Rui turned five today. Last night I slept like a drunk for four hours. Now I was un-rested, roused out by the morning.
I went into a reverie that took me back two years, somewhere into 2008 or so. I carried Rui to his new day school up to 4 mornings a week, always running late. We’d trick him into his clothes and start the battle to satisfy his toy car lust under the demands of the clock. Too many choices! An old Hudson, a Lamborghini, school buses, rescue vehicles. His mama packed a hot lunch in plastic bento boxes for little guys like Rui and dropped them into a draw-string sack. I slung that over my arm and pulled Rui up into my arms, loading him up the street, blinded with morning sun, squealing about cruelly blowing Manhattan winter.

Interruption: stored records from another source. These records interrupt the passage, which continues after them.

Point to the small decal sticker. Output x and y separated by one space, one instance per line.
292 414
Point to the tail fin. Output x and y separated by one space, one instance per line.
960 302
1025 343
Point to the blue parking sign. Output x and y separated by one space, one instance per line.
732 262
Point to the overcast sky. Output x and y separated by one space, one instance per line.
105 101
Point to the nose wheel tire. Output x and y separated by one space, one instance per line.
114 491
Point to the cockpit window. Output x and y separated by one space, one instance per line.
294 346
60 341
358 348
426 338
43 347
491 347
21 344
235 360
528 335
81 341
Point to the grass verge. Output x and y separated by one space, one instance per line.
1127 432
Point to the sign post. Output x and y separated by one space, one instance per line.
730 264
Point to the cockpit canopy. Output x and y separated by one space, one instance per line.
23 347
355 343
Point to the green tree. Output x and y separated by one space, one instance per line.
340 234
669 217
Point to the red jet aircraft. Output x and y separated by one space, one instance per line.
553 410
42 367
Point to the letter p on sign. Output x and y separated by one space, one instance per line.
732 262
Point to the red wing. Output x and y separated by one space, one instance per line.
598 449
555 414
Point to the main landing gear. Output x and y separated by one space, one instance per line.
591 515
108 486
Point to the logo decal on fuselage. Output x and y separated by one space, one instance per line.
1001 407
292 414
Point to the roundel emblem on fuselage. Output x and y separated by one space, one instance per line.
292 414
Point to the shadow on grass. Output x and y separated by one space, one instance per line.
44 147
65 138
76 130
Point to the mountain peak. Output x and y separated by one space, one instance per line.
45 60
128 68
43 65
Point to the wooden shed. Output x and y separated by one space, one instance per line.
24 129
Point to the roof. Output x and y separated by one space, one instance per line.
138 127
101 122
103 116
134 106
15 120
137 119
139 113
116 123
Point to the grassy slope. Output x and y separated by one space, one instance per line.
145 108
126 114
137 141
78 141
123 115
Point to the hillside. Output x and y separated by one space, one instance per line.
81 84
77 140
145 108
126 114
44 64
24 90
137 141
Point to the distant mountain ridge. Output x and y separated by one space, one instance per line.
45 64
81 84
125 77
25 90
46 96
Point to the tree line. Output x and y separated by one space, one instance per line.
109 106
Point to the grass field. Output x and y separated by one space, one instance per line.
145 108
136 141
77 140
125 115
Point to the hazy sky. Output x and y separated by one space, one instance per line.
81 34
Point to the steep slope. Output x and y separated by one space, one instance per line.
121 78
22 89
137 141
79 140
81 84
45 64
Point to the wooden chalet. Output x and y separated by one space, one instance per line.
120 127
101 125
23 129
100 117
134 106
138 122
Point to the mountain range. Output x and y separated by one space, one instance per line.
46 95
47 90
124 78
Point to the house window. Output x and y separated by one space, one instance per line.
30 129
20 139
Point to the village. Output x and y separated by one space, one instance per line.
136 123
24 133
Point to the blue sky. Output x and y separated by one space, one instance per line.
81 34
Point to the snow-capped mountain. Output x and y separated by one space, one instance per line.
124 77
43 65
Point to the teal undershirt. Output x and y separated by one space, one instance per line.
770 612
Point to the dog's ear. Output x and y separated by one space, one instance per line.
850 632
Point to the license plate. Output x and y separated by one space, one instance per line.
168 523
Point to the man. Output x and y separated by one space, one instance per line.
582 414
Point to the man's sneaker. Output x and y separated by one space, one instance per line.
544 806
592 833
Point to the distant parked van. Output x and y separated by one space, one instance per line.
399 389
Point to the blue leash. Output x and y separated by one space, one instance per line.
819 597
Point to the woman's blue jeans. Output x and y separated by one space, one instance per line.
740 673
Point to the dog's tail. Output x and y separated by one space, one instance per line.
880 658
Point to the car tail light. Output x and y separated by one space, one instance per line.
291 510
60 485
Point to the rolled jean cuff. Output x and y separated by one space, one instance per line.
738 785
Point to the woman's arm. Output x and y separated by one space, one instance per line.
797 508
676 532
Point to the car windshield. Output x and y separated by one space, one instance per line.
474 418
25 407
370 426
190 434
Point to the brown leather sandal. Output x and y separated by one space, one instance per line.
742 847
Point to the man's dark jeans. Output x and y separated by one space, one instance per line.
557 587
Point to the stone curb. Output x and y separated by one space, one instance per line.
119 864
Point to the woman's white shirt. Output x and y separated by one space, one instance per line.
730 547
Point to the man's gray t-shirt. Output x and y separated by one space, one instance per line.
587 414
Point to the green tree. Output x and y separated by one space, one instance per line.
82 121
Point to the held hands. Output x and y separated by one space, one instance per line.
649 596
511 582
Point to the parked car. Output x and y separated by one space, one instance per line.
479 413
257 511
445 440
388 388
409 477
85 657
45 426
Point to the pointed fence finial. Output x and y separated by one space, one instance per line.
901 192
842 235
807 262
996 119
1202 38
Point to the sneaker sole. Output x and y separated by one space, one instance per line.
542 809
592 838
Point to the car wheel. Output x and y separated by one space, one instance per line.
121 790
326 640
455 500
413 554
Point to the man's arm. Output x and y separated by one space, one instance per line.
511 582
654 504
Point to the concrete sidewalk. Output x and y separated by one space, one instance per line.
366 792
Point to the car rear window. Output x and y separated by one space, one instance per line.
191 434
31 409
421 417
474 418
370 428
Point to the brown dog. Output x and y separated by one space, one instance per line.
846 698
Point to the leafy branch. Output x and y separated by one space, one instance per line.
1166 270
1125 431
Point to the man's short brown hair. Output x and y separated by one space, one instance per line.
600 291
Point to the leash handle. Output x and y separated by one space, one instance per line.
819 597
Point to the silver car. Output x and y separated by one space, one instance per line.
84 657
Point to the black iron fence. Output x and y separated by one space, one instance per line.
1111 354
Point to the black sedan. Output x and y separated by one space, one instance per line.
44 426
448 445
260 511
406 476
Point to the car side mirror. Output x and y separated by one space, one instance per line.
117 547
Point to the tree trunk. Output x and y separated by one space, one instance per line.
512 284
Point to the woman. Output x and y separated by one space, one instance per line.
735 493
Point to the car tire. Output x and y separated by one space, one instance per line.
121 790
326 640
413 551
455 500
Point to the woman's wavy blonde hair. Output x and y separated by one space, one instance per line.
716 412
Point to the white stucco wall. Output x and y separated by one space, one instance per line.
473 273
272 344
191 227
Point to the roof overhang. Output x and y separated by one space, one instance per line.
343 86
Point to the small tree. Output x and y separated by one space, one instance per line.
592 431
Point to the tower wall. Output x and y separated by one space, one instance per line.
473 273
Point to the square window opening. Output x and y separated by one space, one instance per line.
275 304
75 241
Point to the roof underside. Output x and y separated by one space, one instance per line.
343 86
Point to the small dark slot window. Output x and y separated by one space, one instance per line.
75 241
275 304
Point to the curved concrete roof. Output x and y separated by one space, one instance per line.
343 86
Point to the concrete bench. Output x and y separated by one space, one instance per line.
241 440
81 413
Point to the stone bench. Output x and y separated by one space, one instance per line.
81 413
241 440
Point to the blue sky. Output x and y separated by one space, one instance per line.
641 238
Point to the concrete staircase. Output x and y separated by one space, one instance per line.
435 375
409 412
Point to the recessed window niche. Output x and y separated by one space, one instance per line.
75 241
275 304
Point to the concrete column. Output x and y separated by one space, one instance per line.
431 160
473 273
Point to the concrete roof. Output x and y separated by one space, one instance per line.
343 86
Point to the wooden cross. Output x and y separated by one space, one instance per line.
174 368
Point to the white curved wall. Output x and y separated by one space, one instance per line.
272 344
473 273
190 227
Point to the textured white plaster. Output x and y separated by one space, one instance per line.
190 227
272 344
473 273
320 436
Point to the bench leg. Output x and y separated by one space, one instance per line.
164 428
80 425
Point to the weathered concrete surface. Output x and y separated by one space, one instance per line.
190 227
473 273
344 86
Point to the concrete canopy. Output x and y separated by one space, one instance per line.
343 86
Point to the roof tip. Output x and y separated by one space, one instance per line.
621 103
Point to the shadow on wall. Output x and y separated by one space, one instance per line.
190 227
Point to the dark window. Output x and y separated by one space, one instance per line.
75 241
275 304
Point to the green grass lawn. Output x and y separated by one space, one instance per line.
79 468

Essentially from babyhood on, I would seldom agree to use a stroller. Even as he got as heavy as a bowling bag, then a packed duffel bag, then a bag of free weights, with diaper bag, meal bag, bottle bag, toy-crayon-drawing pad book bag, I didn’t like having him down there, me up here, a mere navigator like most parents I saw. I wanted to hold him at face to face level so I could kiss his cheeks, chatter with him, smell his hair, jiggle giggle fits out of him, see what drew his eyes, feel his arms pulling my neck.
We walked, peered into greasy mud pits at construction sites, gaped at land movers, rushed him past bleary coffee-toting masses and men in blue hardhats. I held him, held him tight, slowed down my pace, bounced him up and down and laughed, pulled him into my neck and shoulders when the wind made him bow his tender head.
I left him at the day care center with remorse, steeling myself to do what I had to do, which was to lead him out into the world of Other Kids and Other People. Every parent knows this story at this stage. Longing to be together, and the inner struggle to release him.
We have to tell ourselves that it’s ok. That they’ll take care of him. Even if they won’t love him like I do. No one can do that.
This is the miracle that being a father has brought to me. It brought me previously unencounterable joy. It lightened me. It’s what is making me weep, now.